Do concurrent Web crawlers usually store visited URLs in a concurrent map or use synchronization to avoid tweaking the same pages?

advertisements

I'm playing around writing a simple multi-threaded web crawler. I see a lot of sources talk about web crawlers as obviously parallel because you can start crawling from different URLs, but I never see them discuss how web crawlers handle URLs that they've already seen before. It seems that some sort of global map would be essential to avoid re-crawling the same pages over and over, but how would the critical section be structured? How fine grained can the locks be to maximize performance? I just want to see a good example that's not too dense and not too simplistic.


If you insist to do it using only java concurrency framework, then the ConcurrentHashMap may be the way to go.
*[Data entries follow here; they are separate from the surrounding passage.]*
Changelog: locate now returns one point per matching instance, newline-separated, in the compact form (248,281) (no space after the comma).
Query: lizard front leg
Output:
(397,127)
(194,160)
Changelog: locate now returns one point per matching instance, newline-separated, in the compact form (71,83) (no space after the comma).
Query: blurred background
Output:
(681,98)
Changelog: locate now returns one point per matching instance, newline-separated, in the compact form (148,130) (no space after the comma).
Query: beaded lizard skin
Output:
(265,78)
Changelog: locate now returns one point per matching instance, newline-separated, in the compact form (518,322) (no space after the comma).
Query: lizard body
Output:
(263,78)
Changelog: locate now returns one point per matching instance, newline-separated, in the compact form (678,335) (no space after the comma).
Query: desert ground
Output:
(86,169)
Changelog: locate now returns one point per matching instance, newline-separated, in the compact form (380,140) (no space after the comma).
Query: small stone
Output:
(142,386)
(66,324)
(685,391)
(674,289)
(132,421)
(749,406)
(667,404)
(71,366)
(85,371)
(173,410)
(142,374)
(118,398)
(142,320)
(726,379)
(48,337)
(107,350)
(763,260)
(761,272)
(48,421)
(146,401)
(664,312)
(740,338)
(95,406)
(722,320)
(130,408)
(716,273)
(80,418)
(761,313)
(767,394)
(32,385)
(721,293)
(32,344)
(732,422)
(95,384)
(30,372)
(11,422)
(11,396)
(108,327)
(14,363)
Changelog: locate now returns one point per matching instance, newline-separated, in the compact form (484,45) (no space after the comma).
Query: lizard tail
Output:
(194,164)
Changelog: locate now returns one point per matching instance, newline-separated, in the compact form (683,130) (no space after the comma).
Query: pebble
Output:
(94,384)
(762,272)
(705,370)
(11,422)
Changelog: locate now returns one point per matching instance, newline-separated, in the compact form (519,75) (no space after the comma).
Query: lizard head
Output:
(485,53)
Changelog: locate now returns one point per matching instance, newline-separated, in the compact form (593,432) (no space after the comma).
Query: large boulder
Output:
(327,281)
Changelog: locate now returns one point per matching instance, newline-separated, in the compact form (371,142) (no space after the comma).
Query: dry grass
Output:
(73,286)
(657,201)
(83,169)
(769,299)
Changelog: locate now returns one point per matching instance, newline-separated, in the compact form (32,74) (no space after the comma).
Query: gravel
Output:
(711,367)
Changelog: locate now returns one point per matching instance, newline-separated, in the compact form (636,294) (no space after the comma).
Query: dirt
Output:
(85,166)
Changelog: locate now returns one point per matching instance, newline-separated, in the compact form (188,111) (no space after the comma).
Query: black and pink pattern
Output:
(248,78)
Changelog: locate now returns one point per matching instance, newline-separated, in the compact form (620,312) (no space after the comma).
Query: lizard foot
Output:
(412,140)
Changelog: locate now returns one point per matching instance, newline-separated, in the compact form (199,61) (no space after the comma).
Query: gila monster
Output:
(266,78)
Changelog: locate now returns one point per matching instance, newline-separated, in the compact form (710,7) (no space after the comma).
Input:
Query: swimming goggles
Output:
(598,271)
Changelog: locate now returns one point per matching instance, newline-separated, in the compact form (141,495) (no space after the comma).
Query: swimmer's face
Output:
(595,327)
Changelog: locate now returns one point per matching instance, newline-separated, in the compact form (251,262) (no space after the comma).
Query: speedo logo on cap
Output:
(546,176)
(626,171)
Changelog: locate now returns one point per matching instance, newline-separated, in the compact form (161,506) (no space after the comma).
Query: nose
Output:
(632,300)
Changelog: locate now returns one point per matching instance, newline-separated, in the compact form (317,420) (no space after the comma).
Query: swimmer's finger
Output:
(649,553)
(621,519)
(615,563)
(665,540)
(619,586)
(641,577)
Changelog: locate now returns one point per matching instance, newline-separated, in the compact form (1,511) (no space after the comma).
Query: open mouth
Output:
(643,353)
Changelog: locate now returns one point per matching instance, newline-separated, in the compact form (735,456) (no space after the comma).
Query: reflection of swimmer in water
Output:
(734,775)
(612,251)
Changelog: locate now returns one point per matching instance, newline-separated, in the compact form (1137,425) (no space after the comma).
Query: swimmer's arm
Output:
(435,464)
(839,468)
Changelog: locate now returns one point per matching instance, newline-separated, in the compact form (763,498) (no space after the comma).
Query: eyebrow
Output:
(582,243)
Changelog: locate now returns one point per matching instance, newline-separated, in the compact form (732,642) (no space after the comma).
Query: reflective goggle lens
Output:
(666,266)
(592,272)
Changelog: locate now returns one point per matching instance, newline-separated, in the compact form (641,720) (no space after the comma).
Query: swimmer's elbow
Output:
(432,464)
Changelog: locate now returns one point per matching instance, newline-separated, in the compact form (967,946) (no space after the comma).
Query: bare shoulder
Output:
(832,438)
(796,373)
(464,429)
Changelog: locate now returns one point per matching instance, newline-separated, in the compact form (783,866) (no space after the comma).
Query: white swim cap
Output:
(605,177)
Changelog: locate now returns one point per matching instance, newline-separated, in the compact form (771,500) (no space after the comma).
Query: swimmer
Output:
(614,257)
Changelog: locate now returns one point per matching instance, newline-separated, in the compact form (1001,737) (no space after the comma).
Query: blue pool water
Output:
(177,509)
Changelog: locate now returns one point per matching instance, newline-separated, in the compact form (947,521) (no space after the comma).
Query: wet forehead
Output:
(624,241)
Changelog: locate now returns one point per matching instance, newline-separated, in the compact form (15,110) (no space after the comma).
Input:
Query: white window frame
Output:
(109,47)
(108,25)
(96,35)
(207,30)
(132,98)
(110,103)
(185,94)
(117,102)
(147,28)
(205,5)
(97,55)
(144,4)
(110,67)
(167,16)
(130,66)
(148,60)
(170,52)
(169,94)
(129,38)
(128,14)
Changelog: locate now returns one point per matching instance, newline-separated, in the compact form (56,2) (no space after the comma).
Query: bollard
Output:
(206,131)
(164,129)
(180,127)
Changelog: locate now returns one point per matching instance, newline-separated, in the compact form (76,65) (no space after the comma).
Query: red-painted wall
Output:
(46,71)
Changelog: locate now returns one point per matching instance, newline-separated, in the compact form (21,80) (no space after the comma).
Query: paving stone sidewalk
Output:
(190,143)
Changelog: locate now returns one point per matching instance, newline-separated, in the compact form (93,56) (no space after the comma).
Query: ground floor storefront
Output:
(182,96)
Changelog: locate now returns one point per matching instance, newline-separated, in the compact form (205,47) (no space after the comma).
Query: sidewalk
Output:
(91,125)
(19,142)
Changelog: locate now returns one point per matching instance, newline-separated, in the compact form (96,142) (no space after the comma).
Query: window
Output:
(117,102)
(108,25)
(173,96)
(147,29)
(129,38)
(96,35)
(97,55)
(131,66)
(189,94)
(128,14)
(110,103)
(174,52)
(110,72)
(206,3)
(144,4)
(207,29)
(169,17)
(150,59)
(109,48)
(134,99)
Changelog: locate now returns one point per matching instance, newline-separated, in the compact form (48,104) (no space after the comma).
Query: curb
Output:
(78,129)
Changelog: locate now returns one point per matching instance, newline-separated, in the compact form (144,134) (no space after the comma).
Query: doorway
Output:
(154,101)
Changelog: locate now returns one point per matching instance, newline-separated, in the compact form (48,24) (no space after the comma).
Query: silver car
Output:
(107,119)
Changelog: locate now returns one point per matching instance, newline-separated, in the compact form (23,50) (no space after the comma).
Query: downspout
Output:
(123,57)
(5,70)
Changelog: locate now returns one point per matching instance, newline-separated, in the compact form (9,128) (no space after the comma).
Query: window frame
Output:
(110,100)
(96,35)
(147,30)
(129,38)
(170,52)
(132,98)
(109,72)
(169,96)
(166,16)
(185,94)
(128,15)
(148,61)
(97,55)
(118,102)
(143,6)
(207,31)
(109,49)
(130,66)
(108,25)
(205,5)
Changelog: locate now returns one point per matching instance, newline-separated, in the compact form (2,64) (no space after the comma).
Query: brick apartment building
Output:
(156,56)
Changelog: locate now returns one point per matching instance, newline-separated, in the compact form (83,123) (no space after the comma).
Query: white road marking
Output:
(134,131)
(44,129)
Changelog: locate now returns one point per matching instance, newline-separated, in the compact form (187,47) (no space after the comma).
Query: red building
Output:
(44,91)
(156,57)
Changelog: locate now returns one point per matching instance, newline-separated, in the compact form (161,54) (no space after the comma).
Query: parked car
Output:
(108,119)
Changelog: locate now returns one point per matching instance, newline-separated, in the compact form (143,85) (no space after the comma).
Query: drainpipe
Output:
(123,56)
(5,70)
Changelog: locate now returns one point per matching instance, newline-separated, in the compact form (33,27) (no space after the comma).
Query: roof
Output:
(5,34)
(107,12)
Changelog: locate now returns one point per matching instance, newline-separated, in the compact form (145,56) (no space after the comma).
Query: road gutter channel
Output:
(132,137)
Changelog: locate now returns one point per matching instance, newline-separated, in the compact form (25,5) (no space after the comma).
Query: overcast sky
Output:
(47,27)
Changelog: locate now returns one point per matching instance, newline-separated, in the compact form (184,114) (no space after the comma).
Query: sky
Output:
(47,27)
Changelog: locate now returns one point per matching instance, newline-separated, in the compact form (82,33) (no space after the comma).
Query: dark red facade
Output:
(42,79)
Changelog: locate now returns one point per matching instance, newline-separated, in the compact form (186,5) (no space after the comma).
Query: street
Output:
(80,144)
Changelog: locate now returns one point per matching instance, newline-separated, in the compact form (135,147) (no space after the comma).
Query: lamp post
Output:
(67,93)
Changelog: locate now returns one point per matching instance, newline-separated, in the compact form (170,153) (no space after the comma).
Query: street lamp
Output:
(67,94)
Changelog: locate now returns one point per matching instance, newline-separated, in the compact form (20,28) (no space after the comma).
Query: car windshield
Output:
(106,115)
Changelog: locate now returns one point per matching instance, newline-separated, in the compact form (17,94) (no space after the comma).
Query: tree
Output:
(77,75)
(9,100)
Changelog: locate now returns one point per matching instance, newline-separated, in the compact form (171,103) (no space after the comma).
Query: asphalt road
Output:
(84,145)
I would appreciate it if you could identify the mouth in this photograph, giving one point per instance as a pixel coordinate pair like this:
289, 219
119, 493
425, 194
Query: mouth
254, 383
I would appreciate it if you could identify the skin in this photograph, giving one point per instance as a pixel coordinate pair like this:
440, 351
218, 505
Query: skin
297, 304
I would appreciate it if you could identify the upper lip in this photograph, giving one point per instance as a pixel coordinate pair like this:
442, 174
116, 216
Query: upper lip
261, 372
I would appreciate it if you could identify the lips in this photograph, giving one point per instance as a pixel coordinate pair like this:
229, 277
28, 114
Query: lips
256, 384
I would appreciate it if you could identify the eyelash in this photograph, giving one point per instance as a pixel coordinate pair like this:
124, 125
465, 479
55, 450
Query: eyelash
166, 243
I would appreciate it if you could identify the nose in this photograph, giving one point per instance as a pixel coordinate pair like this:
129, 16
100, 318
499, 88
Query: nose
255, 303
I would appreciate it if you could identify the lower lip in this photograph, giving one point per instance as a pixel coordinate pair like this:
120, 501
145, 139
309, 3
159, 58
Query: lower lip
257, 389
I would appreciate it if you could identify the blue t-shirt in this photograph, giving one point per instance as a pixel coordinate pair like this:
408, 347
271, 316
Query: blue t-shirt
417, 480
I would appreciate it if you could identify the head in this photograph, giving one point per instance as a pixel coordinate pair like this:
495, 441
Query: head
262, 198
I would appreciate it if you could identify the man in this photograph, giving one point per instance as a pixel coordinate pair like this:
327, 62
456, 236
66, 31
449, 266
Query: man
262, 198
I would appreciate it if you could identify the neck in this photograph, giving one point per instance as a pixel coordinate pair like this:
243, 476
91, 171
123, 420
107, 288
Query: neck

The interesting method in it is the ConcurrentHashMap.putIfAbsent method, it will give you very good efficiency, and the idea how to use it is:

You will have some "multithreaded source of incoming url addresses" from crawled pages - you can use some concurrent queue to store them, or just create a ExecutorService with (unbounded?) queue in which you will place Runnables that will crawl the urls.

Inside the crawling Runnables you should have a reference to this common ConcurrentHashMap of already crawled pages, and at the very begin of the run method do:

private final ConcurrentHashMap<String, Long> crawledPages = new ConcurrentHashMap<String, Long>();
...

private class Crawler implements Runnable {
  private String urlToBeCrawled;

  public void Crawler(String urlToBeCrawled) {
    this.urlToBeCrawled = urlToBeCrawled;
  }

  public void run() {
    if (crawledPages.putIfAbsent(urlToBeCrawled, System.currentTimeMillis())==null) {
       doCrawlPage(urlToBeCrawled);
    }
  }
}

if crawledPages.putIfAbsent(urlToBeCrawled) will return null to you, then you know that this page was not crawled by anyone, since this method atomically puts the value you can progress with crawling this page - you're the lucky thread, if it will return a non-null value, then you know someone has already take care about this url, so your runnable should finish, and the thread goes back to pool to be used by next Runnable.